Change in annual wages, by wage group, 1979–2016
Percent change | Percent change | ||||||||||
---|---|---|---|---|---|---|---|---|---|---|---|
Average annual wages (2016 dollars) | Long-term | Great Recession | |||||||||
Wage group | 1979 | 2007 | 2009 | 2015 | 2016 | 1979-2007 | 1979-2016 | 2007-09 | 2009-16 | 2015–16 | 2007-16 |
Bottom 90% | $28,919 | $33,738 | $33,533 | $34,916 | $35,083 | 16.7% | 21.3% | -0.6% | 4.6% | 0.5% | 4.0% |
Top 90th to 99th | $94,590 | $137,465 | $137,107 | $148,105 | $148,384 | 45.3% | 56.9% | -0.3% | 8.2% | 0.2% | 7.9% |
90%-95% | $80,211 | $107,535 | $108,541 | $115,049 | $115,337 | 34.1% | 43.8% | 0.9% | 6.3% | 0.3% | 7.3% |
95%-99% | $112,563 | $174,877 | $172,815 | $189,425 | $189,694 | 55.4% | 68.5% | -1.2% | 9.8% | 0.1% | 8.5% |
Upper 5% | $144,618 | $279,689 | $256,204 | $291,614 | $287,427 | 93.4% | 98.7% | -8.4% | 12.2% | -1.4% | 2.8% |
Upper 1% | $272,836 | $698,935 | $589,760 | $700,368 | $678,359 | 156.2% | 148.6% | -15.6% | 15.0% | -3.1% | -2.9% |
99.0%–99.9% | $235,646 | $464,402 | $424,716 | $481,973 | $476,156 | 97.1% | 102.1% | -8.5% | 12.1% | -1.2% | 2.5% |
99.9% -100% | $607,544 | $2,809,731 | $2,075,160 | $2,665,919 | $2,498,192 | 362.5% | 311.2% | -26.1% | 20.4% | -6.3% | -11.1% |
Average | $37,273 | $49,725 | $48,417 | $51,757 | $51,713 | 33.4% | 38.7% | -2.6% | 6.8% | -0.1% | 4.0% |
Source: EPI analysis of Kopczuk, Saez and Song (2010) and Social Security Administration wage statistics
How do these annual wage trends align with other wage series? The hourly wage data presented by Elise Gould in The State of American Wages 2016 showed strong across-the-board growth in real hourly wages between 2015 and 2016. This is consistent with the annual wage increases for the bottom 90 percent, which can be attributed to the low levels of unemployment achieved in 2016. Overall average annual wages were stagnant, however, as discussed above: this is because of the fall in top-end wages.
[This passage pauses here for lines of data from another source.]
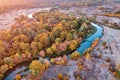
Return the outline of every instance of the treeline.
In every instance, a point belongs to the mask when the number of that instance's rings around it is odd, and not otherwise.
[[[0,78],[7,70],[39,55],[54,57],[75,50],[92,27],[84,18],[60,12],[40,12],[16,18],[10,30],[0,31]]]

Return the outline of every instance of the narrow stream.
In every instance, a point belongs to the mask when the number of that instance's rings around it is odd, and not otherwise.
[[[96,33],[94,33],[92,36],[90,36],[89,38],[87,38],[79,48],[77,48],[77,51],[80,52],[81,54],[88,49],[92,42],[96,39],[96,38],[101,38],[103,35],[103,29],[101,26],[95,24],[95,23],[91,23],[92,26],[94,26],[97,31]],[[29,74],[29,70],[26,70],[26,68],[28,68],[28,66],[22,66],[22,67],[18,67],[15,70],[13,70],[11,73],[9,73],[8,76],[5,77],[5,80],[14,80],[15,75],[17,73],[20,73],[21,76]]]

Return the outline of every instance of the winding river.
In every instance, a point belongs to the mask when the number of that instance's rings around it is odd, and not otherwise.
[[[31,15],[29,15],[30,18],[32,18]],[[88,49],[92,42],[96,39],[96,38],[101,38],[103,35],[103,29],[101,26],[91,22],[91,25],[94,26],[97,31],[90,37],[88,37],[84,42],[82,42],[82,44],[80,45],[80,47],[77,48],[77,51],[80,52],[81,54],[83,54],[83,52]],[[17,67],[16,69],[12,70],[12,72],[10,72],[6,77],[5,80],[14,80],[15,75],[17,73],[20,73],[21,76],[29,74],[29,70],[26,70],[28,68],[28,66],[20,66]]]

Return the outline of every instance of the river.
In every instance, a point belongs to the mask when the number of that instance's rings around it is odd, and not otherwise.
[[[31,17],[31,16],[30,16]],[[103,29],[101,26],[95,24],[95,23],[92,23],[91,22],[91,25],[94,26],[97,31],[90,37],[88,37],[82,44],[80,47],[77,48],[77,51],[80,52],[81,54],[86,50],[88,49],[92,42],[96,39],[96,38],[101,38],[102,35],[103,35]],[[20,72],[20,75],[23,76],[23,75],[26,75],[26,74],[29,74],[29,70],[25,70],[28,66],[21,66],[21,67],[18,67],[16,69],[14,69],[11,73],[9,73],[8,76],[5,77],[5,80],[14,80],[15,78],[15,75],[17,73]],[[25,71],[24,71],[25,70]]]

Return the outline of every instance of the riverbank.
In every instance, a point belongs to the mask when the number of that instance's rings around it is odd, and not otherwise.
[[[96,48],[91,52],[91,57],[89,59],[86,57],[81,57],[77,61],[69,60],[68,63],[64,66],[53,66],[43,74],[41,80],[48,78],[51,79],[53,77],[55,78],[58,73],[69,76],[70,80],[76,80],[77,76],[86,80],[119,80],[114,77],[109,70],[111,62],[109,62],[108,59],[110,58],[114,63],[120,63],[119,52],[116,52],[118,51],[117,49],[120,48],[115,47],[116,45],[113,44],[113,42],[115,42],[120,45],[120,31],[111,29],[104,25],[102,26],[104,29],[104,35],[100,39]],[[107,43],[107,49],[105,49],[105,46],[102,45],[103,42]],[[85,66],[82,70],[79,71],[79,64],[81,62]]]

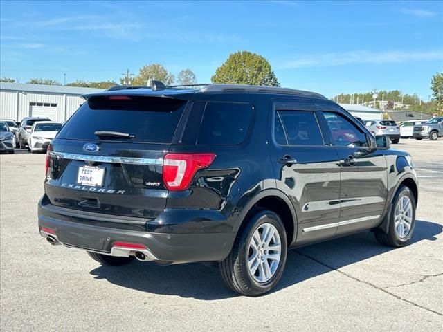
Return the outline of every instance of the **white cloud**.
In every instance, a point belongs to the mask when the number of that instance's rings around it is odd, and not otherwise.
[[[411,9],[402,8],[399,9],[399,12],[406,14],[406,15],[415,16],[417,17],[430,17],[431,16],[436,16],[437,12],[431,10],[426,10],[425,9]]]
[[[44,44],[40,43],[19,43],[17,46],[22,48],[41,48],[44,46]]]
[[[443,50],[381,51],[352,50],[296,57],[276,66],[280,69],[307,67],[334,67],[355,64],[381,64],[410,61],[443,60]]]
These top-end wage trends are not captured in the Gould analysis because of the limitations of the underlying data source (the Current Population Survey does not have sufficient sample size to measure wage growth for the top 1.0 percent). The fall in top-end wages can be partly explained by the 4.3 percent drop in 2016 of executive compensation (note that the drop in realized stock options get counted as W-2 wages in the SSA data used to compute the annual wage data), as reported in our latest examination of CEO pay trends. It is not yet clear what explains the fall in executive pay.